Já a Argentina defende que é preciso primeiro medir o dano causado pelo vírus na economia para depois avaliar como continuar com as negociações comerciais.
Risco de ruptura
A decisão argentina, na prática, bloqueia o objetivo dos demais membros, Brasil, Paraguai e Uruguai, de abrir-se ao mundo porque a denominada resolução 32, aprovada em 2000, proíbe a negociação individual de acordos com países de fora do bloco. Pelas atuais regras, todos os países precisam negociar em conjunto e aprovar determinada decisão por consenso.
O Brasil viu na decisão argentina de abandonar as negociações uma oportunidade de avançar na abertura comercial sem obstáculos da Argentina e quer explorar, junto aos demais membros, uma brecha na normativa do bloco para driblar a Argentina e evitar que se torne um obstáculo nas negociações.
Já a Argentina entende que essa flexibilização nas regras seria o fim do Mercosul como união alfandegária.
“O governo argentino tem feito um enorme esforço para que a harmonia do Mercosul não se rompa. Em vez de dizer aos nossos sócios que não podem avançar sozinhos como querem, que não são livres porque isso seria uma ruptura, nós vamos procurar duas velocidades”, explicou o chanceler argentino, Felipe Solá, acrescentando que a Argentina não quer ficar de fora, mas quer ver “quando” e “como” entra depois.

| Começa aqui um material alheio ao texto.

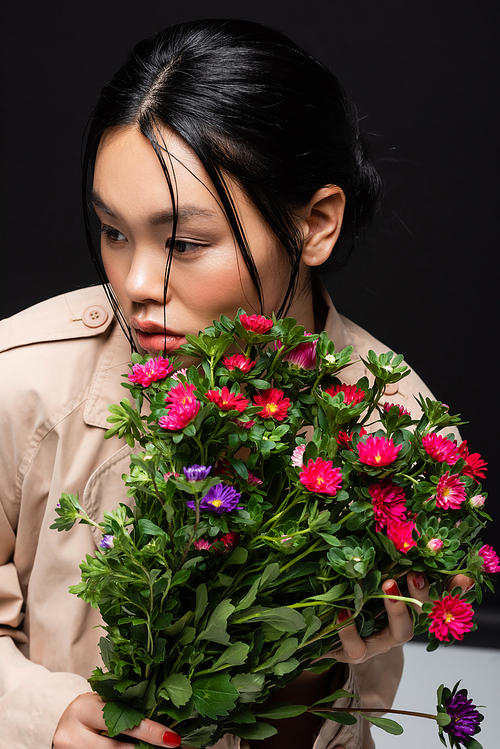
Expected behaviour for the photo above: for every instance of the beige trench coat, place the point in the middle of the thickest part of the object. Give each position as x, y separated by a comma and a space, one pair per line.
61, 366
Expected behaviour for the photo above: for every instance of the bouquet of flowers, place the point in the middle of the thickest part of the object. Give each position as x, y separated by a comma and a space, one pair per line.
270, 502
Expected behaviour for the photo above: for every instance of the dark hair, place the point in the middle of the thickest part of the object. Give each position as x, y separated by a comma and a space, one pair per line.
252, 105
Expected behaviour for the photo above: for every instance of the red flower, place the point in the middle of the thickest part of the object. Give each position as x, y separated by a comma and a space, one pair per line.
450, 492
154, 369
441, 449
388, 500
452, 616
352, 395
475, 466
401, 535
238, 361
319, 476
227, 401
344, 439
378, 451
274, 406
256, 323
491, 563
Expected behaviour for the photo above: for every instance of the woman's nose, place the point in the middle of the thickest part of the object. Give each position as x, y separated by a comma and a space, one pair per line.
146, 277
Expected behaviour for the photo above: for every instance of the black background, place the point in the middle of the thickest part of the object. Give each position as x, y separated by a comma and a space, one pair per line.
424, 77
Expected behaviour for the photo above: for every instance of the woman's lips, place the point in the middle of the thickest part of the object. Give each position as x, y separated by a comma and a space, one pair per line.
153, 339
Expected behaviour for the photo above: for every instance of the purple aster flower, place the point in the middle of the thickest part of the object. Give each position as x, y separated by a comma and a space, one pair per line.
465, 718
107, 542
196, 472
219, 498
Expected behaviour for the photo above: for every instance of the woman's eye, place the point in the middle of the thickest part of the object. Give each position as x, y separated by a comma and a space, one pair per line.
112, 234
182, 246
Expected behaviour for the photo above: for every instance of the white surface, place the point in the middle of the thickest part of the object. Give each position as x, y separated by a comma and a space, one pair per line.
479, 670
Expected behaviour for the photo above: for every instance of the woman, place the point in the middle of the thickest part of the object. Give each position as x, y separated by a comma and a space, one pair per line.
223, 168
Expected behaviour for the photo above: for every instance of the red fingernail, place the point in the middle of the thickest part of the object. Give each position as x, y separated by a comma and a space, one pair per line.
392, 590
171, 739
419, 581
343, 615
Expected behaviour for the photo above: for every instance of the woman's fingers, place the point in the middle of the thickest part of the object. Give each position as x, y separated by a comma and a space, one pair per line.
82, 724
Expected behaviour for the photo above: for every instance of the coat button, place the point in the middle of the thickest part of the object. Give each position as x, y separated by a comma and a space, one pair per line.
94, 316
391, 388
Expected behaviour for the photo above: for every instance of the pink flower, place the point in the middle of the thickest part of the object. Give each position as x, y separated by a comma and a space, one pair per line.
274, 405
402, 411
452, 616
254, 480
450, 492
478, 501
319, 476
154, 369
179, 416
256, 323
440, 448
401, 535
202, 545
352, 395
227, 401
297, 455
303, 355
238, 361
388, 500
434, 544
475, 466
378, 451
491, 563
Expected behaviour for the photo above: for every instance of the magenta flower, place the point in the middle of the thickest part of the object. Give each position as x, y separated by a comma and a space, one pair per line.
465, 719
256, 323
319, 476
450, 492
107, 542
491, 563
154, 369
434, 544
219, 498
451, 616
298, 455
352, 394
196, 472
238, 361
226, 400
401, 535
388, 500
402, 411
303, 355
378, 451
274, 405
441, 449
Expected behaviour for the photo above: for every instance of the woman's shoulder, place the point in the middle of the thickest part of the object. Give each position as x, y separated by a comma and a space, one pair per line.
84, 313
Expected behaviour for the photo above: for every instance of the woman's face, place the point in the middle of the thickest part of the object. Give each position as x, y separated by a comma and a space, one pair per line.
208, 276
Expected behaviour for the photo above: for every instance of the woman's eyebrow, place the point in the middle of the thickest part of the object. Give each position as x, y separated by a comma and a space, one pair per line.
161, 217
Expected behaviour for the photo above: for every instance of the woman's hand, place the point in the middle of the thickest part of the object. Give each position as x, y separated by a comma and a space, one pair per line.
82, 724
400, 622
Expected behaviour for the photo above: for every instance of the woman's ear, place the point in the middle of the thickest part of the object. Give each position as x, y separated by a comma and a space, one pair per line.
321, 222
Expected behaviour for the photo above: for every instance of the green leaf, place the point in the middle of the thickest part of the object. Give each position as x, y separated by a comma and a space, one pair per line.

“Se os demais membros querem acabar com o Mercosul, que o digam. Se o Brasil quer fazer o que bem entender, para que existe o Mercosul?”, questionou, nesta semana, o presidente argentino Alberto Fernández, quem assumiu o cargo em dezembro e retirou a Argentina do caminho do livre comércio que permitiu ao Mercosul fechar, no ano passado, acordos a União Europeia e com a Associação Europeia de Livre Comércio (EFTA, nas siglas em inglês).
Erro estratégico, indicam analistas
Em entrevista à RFI, o economista argentino Marcelo Elizondo, uma dois mais destacados consultores sobre Mercosul, considera que a decisão argentina vai “esfriar o vínculo da Argentina com os vizinhos”.

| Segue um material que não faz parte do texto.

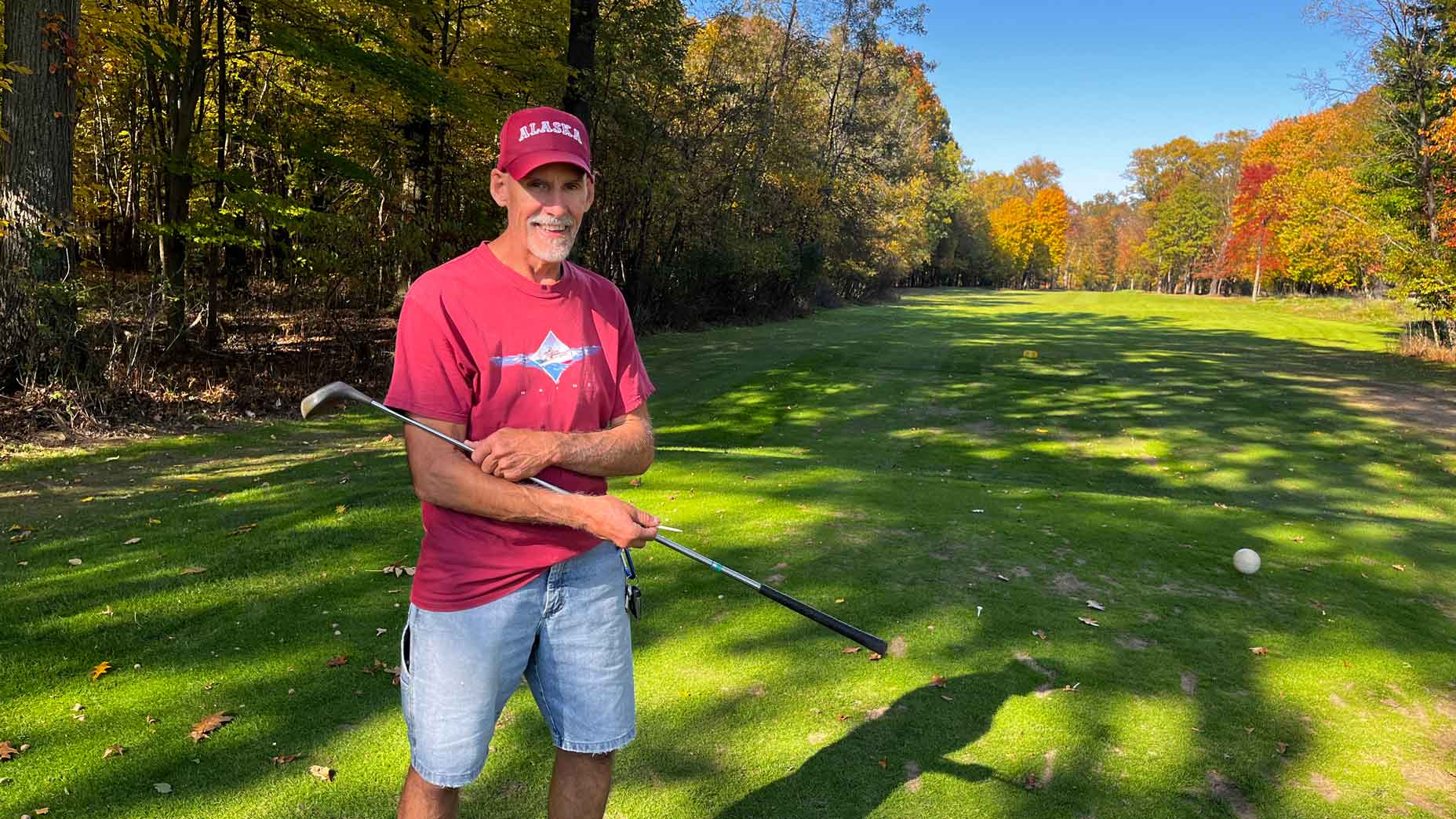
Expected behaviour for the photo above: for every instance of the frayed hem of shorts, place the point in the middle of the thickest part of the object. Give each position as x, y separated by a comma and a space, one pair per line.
445, 781
599, 747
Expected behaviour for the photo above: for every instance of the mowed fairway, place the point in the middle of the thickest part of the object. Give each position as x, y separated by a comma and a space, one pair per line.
910, 470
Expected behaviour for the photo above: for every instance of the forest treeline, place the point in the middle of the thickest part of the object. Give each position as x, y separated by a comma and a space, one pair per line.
175, 165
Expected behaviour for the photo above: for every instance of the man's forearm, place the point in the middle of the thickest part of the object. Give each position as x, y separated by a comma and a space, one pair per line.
457, 484
625, 450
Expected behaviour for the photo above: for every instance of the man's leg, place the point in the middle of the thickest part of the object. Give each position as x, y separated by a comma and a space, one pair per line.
581, 678
578, 786
424, 800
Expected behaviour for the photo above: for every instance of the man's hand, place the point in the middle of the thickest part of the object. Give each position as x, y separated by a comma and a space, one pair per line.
617, 521
515, 453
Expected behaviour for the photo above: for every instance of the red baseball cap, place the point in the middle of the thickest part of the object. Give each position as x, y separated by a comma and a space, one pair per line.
541, 136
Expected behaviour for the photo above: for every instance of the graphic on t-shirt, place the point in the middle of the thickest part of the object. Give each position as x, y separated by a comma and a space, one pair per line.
552, 358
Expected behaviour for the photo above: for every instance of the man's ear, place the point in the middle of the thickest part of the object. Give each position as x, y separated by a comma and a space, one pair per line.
500, 187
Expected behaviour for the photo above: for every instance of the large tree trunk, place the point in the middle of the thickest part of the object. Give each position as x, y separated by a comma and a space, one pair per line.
37, 317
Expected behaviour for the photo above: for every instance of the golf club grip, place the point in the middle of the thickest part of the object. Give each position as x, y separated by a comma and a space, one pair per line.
830, 623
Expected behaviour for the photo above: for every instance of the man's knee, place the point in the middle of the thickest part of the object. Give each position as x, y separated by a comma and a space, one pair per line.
414, 783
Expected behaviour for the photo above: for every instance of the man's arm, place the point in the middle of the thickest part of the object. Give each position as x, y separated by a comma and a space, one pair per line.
625, 448
445, 477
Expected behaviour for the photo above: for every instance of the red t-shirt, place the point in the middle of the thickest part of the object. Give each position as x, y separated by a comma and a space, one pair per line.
484, 346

“O avanço que os demais sócios do bloco tiverem nas negociações sem a Argentina criará sócios de segundo nível, como a Argentina, e sócios de primeiro nível como Brasil, Uruguai e Paraguai. Isso enfraqueceria a entidade institucional do bloco como um todo”, advertiu Elizondo.
O ex-chanceler argentino, Jorge Faurie, um dos artífices dos dois acordos comerciais fechados no ano passado, considera “um erro estratégico” da Argentina retirar-se das negociações.
“O Mercosul é a única instância que a Argentina terá para superar a crise”, afirma Faurie para quem a decisão revela uma intenção de “auto-proteção nacionalista” da Argentina “sem vínculos com o mundo”.